Cut yourself some slack, Kelley. Everybody who tries to grow rosemary and other herbs in doors ends up killing them, unless they have a sun window or sunroom. Herbs despise the indoors because they need full sun and well-drained soil that's allowed to dry out between waterings. You overwatered it – you know you did. Indoor herbs are also prone to spider mites and mealybugs. Just. Say. No.

lavender plant flowers in pot
Credit: nevarpp/Getty Images

8. Lavender

Guilt Factor -- 10

"I can't keep lavender alive." – Melissa Thompson, reader

Didn't you read about plant seven, Melissa? Herbs, of which lavender is one, are harder than stale fruitcake to grow indoors. Lavender is a pain to grow outdoors. Why would you bring it indoors? Gotta give you a 10 for this one.

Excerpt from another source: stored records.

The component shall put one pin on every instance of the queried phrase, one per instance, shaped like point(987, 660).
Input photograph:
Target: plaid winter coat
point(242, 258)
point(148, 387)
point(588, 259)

In a Low-Light Room: Maidenhair Fern
Credit: kf4851/Getty Images

9. Maidenhair Fern

Guilt Factor -- 3

"It does fine until I forget for a minute to put water in the pebble tray and then it gleefully dies." – Patti Smith

You'd think that a plant that thrives in shade would love growing indoors, but you'd be so wrong. It hates heated, dry indoor air. Frequently misting the foliage and placing in atop a pebble tray will help, but not if you forget the water.

Norfolk Island pine
Credit: DEA/G.CIGOLINI/Getty Images

10. Norfolk Island Pine

Guilt Factor – 0

"I used them as indoor Christmas trees, but they always died by March." – Jean Hutchinson

Yes, Jean, and by doing so, they did you a huge favor. These semi-tropical evergreen trees may start off small, but they never stop growing. Eventually, they'll push through the ceiling and roof, but not before all the lower branches have dropped. No one will take such monstrosities off of your hands. Count your blessings.